3. Answer - The Multitude of People made Holy by God :

The "Congregation of the Lord - קהל יהוה", in Scripture, was understood as the multitude of peoples that are sanctified, (made holy), by God. It is the people where the presence of God is. It was NOT a reference to an ethnically pure Hebrew race.

Note: King David is a third generation Moabite, (Ruth 4).

"Holy", (קָדַשׁ definition) - is to separate something, from another - for one specific purpose.

NASB, Exodus 19:6 - And you shall be to Me a kingdom of priests and a holy nation.’

NASB, Numbers 16:3 - They assembled together against Moses and Aaron, and said to them, “You have gone far enough, for all the congregation are holy, every one of them, and the Lord is in their midst; so why do you exalt yourselves above the assembly of the Lord?”

Temple Period Jews Held this "Holy Nation" View :

NASB, Acts 20:28 - Therefore take heed to yourselves and to all the flock, among which the Holy Spirit has made you overseers, to shepherd the church of God, (ἐκκλησίαν τοῦ κυρίου καὶ θεοῦ) which He purchased with His own blood.
Note: This is a Passover reference, as Exodus.

NASB, 1 Peter 2:9 - But you are a chosen generation, a [kingdom of priests], a holy nation,

The Assembly of God was a Mixed Multitude :

NASB, Exodus 12:37-38 Now the sons of Israel ..., about six hundred thousand men on foot, aside from children. 38 A mixed multitude also went up with them ...

NASB, Numbers 15:15 - As for the assembly, there shall be one statute for you and for the alien who sojourns with you,

NASB, Deuteronomy 23:7 - “You shall not detest an Edomite, for he is your brother; you shall not detest an Egyptian, because you were an alien in his land. 8 The sons of the third generation who are born to them may enter the assembly of the Lord.

Conversion Ritual was Irrelevant :

NASB, Joshua 5:5 - For all the people who came out were circumcised, but all the people who were born in the wilderness along the way as they came out of Egypt had not been circumcised.
Note: Circumcision / Conversion was separate from being a part of the "Assembly of God".

4. Nehemiah 13 is not about a single ethnicity in Israel :

Nehemiah is cited in another answers in ways that affirm "ethnical purity" interpretations of Deuteronomy 23. And certainly, Rabbinicism has used texts like this to justify "Mamzer" prohibitions against inter-marriage.

But Nehemiah 13 - in Context - is a specific prohibition against people from the nations of Ashdod, Ammon, and Moab - not simply against any of the ethnicities in those nations.

NASB, Nehemiah 13:3 - So when they heard the law, they [divided (בָּדַל) all the multitude] from Israel.
Note: Nehemiah 13:3, in Hebrew, does not at all say that Israel cut-off or kicked out foreigners from Israel. (See Hebrew occurrences of "בָּדַל".) In Nehemiah 13:30, "טָהֵר | purge", is used.
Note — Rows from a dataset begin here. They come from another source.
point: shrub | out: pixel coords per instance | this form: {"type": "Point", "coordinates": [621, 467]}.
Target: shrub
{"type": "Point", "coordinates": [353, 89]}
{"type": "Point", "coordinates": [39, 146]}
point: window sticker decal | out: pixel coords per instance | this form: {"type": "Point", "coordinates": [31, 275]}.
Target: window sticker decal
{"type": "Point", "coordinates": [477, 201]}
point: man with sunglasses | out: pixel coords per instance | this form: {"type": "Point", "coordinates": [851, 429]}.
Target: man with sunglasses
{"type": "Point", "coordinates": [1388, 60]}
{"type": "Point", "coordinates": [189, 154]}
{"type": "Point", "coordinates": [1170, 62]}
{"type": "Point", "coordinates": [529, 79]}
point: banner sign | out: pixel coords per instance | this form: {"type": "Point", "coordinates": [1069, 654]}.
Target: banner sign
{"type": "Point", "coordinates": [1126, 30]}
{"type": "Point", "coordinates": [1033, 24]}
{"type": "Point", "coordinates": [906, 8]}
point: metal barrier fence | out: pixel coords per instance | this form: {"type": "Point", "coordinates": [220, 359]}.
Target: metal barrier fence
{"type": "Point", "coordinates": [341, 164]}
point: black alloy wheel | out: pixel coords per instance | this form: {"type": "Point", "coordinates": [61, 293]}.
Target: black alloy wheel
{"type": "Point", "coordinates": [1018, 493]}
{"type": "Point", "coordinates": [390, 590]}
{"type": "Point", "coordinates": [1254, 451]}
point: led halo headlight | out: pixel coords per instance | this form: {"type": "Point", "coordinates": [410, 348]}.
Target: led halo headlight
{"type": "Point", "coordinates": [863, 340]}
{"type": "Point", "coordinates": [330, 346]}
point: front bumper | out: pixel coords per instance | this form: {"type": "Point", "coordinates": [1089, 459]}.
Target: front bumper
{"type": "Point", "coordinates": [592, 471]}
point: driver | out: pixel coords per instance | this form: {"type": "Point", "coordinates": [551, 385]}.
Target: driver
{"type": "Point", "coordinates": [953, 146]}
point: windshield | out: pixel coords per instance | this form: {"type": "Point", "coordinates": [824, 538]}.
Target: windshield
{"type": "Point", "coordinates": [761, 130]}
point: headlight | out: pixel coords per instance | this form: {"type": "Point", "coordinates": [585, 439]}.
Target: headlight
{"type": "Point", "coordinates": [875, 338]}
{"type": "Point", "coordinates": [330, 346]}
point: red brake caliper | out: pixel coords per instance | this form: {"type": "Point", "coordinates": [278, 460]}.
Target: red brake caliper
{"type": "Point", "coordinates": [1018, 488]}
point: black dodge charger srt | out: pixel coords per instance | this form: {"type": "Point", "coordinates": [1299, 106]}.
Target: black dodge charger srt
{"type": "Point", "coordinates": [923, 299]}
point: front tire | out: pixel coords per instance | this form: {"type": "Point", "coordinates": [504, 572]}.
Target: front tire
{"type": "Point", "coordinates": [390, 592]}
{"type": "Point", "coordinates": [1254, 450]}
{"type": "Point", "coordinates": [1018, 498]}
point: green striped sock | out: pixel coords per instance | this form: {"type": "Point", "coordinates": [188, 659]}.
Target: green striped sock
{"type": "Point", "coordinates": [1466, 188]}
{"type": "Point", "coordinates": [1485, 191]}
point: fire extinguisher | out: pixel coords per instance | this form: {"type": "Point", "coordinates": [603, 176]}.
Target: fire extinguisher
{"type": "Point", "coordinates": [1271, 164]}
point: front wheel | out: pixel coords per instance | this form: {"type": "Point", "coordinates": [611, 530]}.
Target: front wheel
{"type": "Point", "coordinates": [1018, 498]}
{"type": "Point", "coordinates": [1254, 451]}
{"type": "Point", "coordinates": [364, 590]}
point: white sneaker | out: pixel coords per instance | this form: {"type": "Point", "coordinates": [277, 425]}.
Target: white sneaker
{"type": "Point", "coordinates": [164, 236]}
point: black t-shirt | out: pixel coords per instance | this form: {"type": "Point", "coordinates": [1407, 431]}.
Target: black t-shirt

In this case, "בָּדַל" conveys the idea that certain Israelis were "identified".

NASB, Nehemiah 13:23 - In those days I also saw that the Jews had married women from Ashdod, Ammon and Moab.
In Nehemiah 13:3, Nehemiah refers to dividing Israel and the "Multitude", but increases specificity to "The Jews" and then eventually to "The Levites and Priests". But, why does Nehemiah inconsistently reference "The Jews" instead of "Israel" as he had before? This may have been a Euphemism for "Religious leaders" - as perhaps in Nehemiah 2:16, Interlinear, (where Nehemiah didn't report to any authority). Also seen in the Gospel of John many times. Also, Nehemiah is explicitly comparing them to King Solomon, (Nehemiah 13:26). Regardless, in the end - it was the Levites and Priests that were purified, not merely divided.

Nehemiah 13:29-30 - Remember them, O my God, because they have defiled the priesthood and the covenant of the priesthood and the Levites. 30 Thus I purified them [the priests] from [every foreigner] and appointed duties for the priests and the Levites, each in his task
Note: Nehemiah took action against the Levites and Priests. Many translations render the Hebrew - "מכל־נכר, (interlinear)", as: "everything foreign" rather than "every foreigner". But, the context is clearly about Nehemiah purifying "foreign peoples" from the priesthood, and not "foreign things".